Today’s subject is performance and scalability in the visualization. Although other modules need high-quality performances, the visualization of thousands nodes and edges remains the major challenge. For a visualization-centered software like Gephi it is a key feature we attach great important.

What you can find in other network visualization software is either a poor visualization module or a stunning aspect but not efficient. For instance Pajek has a very efficient core and you can achieve a lot with it but problems starts when you want to visualize your network. With GUESS you are able to produce nice maps but the render engine starts suffering seriously over 2000 nodes. Gephi tries to combine an efficient render engine with looking good results.

In 2007 when we started designing the current version of Gephi we had in mind we want to create a new generation of network visualization software and hence we made some choices I will try to explain here.

Use multi-core
Already in 2007 and even more now multi-core processors impose new rules in software development. It brings appealing features but also some risks. However technology starts to be mature in this, all current Top 10 video games has been thought multi-thread from the beginning.

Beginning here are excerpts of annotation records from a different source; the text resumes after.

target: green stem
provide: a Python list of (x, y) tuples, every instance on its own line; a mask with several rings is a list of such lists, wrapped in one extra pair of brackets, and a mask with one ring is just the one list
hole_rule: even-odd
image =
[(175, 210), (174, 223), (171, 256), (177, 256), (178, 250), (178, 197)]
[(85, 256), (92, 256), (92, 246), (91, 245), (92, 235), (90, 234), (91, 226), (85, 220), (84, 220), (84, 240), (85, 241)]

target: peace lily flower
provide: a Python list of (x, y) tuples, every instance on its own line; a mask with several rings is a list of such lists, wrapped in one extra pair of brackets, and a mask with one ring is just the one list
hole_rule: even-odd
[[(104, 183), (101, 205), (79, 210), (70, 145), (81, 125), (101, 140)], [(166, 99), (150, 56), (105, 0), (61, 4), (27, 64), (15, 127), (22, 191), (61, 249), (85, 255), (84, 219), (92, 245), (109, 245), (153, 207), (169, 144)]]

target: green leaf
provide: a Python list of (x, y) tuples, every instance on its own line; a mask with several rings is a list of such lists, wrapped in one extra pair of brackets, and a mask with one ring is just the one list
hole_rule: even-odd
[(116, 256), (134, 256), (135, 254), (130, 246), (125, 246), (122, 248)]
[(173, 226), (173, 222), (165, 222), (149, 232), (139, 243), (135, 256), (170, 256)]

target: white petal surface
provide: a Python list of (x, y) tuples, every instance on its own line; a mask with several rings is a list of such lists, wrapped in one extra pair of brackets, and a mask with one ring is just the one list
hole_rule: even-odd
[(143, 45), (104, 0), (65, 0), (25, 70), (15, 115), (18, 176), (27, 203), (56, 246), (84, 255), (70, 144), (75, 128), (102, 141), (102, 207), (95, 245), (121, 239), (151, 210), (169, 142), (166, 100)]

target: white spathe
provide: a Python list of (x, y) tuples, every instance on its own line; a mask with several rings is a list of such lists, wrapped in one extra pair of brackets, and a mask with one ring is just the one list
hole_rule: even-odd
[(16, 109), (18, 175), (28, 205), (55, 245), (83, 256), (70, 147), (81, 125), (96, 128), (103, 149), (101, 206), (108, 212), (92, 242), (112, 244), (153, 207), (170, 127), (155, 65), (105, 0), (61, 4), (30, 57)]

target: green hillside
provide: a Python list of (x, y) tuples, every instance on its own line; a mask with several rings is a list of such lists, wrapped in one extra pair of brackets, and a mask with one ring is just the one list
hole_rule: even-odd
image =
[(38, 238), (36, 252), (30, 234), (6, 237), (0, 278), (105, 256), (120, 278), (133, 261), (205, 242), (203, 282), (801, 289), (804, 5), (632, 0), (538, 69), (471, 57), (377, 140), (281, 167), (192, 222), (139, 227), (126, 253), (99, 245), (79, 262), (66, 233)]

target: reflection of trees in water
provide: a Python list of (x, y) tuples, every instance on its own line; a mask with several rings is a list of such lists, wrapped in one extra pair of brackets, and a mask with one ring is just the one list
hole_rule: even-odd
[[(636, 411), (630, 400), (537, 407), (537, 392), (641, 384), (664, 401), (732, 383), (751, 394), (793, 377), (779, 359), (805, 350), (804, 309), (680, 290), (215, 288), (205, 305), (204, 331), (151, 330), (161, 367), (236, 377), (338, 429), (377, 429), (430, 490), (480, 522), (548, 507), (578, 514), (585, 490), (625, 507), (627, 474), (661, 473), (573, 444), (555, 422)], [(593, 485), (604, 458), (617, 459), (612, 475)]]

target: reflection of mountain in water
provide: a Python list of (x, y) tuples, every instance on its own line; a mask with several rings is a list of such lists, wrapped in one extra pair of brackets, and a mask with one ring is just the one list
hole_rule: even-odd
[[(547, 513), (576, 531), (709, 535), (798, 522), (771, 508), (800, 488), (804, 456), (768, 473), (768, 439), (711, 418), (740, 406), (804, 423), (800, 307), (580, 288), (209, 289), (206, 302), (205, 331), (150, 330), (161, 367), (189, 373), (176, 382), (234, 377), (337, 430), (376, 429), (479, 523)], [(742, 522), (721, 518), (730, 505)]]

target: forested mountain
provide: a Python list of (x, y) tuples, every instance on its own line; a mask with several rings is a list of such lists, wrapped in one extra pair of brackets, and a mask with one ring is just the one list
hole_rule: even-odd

Multi-core brings performance but does it bring scalability as well? I would say YES for Gephi because no matter how many processor you have, what can be parallelized will be parallelized. Graphics card are not able to parallelize yet but we count this would be the case in the future.

Use GPU
You may notice we got some inspiration from video games development. When using the graphic card features, Gephi’s render engine let the processor free for other computing and allows using GPU acceleration to speed up rendering. Apart allowing 3D graphs, many drawings are speed up by the GPU in Gephi. I would say the only problem is compatibility, due to the high number of different graphic cards on the market.

Architecture
The visualization package architecture is a compromise between flexibility and performances. In 3D engine design it is quite impossible to have both in the same time. Hence our engine has flexibility where it doesn’t harm efficiency.

These choices allow good performance for visualizing, and I would say it is only the beginning. Currently, up to 50,000 nodes can be visualized and even more but this depends on edges number and how your graph is spatialized. Indeed we use techniques to avoid computing of parts of the graphs out of the screen:

Octree cubes partition Octree cubes on a 3D graph

The graph is cut in fixed volumes in a structure called Octree. It is easy for the render engine to determine which cubes are hidden and which are visible. Only 3D objects in visible cubes are computed. As a consequence performances don’t depend on how much nodes you have in your network but how many you are currently visualizing. So even with huge graphs, zooming in and exploring parts of it remains fast.

Besides the current 3D engine, which is intended to work on all configurations a new one will be developed in 2009. Using the last features of graphic card, networks size limit around 200,000 nodes may be reached.